Lasarow coughed up £416 each for Farage – who promoted the event by turning up to a press conference in a tank with Chisora – and his son and daughter-in-law to attend, as well as spending £167 each on refreshments. Braverman took her husband, Rael, an on-off-on-again Reform member, at a total cost of £1,166, while Anderson, who split from his wife last year, went solo at a cost of £583. The tickets have all been declared with the House of Commons’ register of members’ interests.

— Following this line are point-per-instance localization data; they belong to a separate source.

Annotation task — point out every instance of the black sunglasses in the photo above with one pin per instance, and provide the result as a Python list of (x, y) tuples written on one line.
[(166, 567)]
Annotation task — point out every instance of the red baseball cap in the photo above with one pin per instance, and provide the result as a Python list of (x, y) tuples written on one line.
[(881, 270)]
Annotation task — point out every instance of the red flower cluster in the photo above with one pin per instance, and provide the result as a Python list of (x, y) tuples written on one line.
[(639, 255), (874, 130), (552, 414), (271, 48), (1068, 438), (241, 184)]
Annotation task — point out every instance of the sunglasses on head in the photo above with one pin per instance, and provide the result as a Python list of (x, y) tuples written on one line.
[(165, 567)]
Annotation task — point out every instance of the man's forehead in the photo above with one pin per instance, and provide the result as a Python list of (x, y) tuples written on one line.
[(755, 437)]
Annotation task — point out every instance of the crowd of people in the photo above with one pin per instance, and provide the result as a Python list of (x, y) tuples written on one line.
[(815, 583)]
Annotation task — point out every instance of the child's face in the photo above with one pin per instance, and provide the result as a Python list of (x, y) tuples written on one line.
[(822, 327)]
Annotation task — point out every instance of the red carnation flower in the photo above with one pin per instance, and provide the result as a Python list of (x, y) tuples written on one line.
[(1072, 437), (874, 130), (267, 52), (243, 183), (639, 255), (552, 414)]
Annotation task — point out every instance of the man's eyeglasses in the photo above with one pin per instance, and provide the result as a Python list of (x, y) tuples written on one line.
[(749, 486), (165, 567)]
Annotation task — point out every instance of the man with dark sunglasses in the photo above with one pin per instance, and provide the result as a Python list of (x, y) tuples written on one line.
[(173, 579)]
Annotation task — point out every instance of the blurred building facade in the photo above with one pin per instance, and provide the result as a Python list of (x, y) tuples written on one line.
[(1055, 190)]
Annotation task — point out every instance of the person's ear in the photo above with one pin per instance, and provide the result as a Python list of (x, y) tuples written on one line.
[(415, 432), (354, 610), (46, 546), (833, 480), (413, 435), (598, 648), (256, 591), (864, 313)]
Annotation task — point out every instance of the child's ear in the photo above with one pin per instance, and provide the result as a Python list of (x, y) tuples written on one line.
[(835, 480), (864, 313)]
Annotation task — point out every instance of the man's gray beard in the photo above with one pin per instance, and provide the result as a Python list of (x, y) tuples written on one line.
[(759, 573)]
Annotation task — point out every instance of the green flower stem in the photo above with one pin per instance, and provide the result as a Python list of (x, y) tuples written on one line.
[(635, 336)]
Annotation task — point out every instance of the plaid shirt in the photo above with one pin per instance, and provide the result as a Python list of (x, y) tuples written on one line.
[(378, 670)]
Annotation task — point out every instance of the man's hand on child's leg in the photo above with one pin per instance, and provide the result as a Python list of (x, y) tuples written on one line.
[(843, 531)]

Lasarow bills himself online as an “investor, innovator, entrepreneur and campaigner”, but he has made his fortune in the field of genetics and specifically the development of hair alcohol testing. In 2013 he founded DNAFit, a company that sells DNA testing kits developed for nutritional and fitness purposes. In 2018, he sold it to Hong Kong company Prenetics for a reported $10 million, with Lasarow being appointed its CEO.

Whether Reform is a fan of hair alcohol testing is unclear: this week Farage hit out at new Green MP Hannah Spencer after she criticised the boozing culture in Parliament, accusing her of thinking “an afternoon pint is a step too far”.

Curiously, though, Lasarow appears yet to have donated any money to the party itself. He has four current and nine former directorships listed with Companies House, although only one, financial management firm V1AM, has so far filed accounts.

Meanwhile, the Reform leader himself has added yet more outside earnings to his bulging register of interests, declaring a further £40,662 for his presenting gigs with propaganda outlet GB News and an estimated £16,400 from The Club for Growth, a deep-pocketed pro-Trump organisation, for a speaking engagement in Washington. 

Perhaps Reform aren’t desperate for Lasarow’s cash – Farage’s latest outside earnings alone are 10 times more than Lasarow held in V1AM, the only one of the South African’s current businesses to have filed accounts.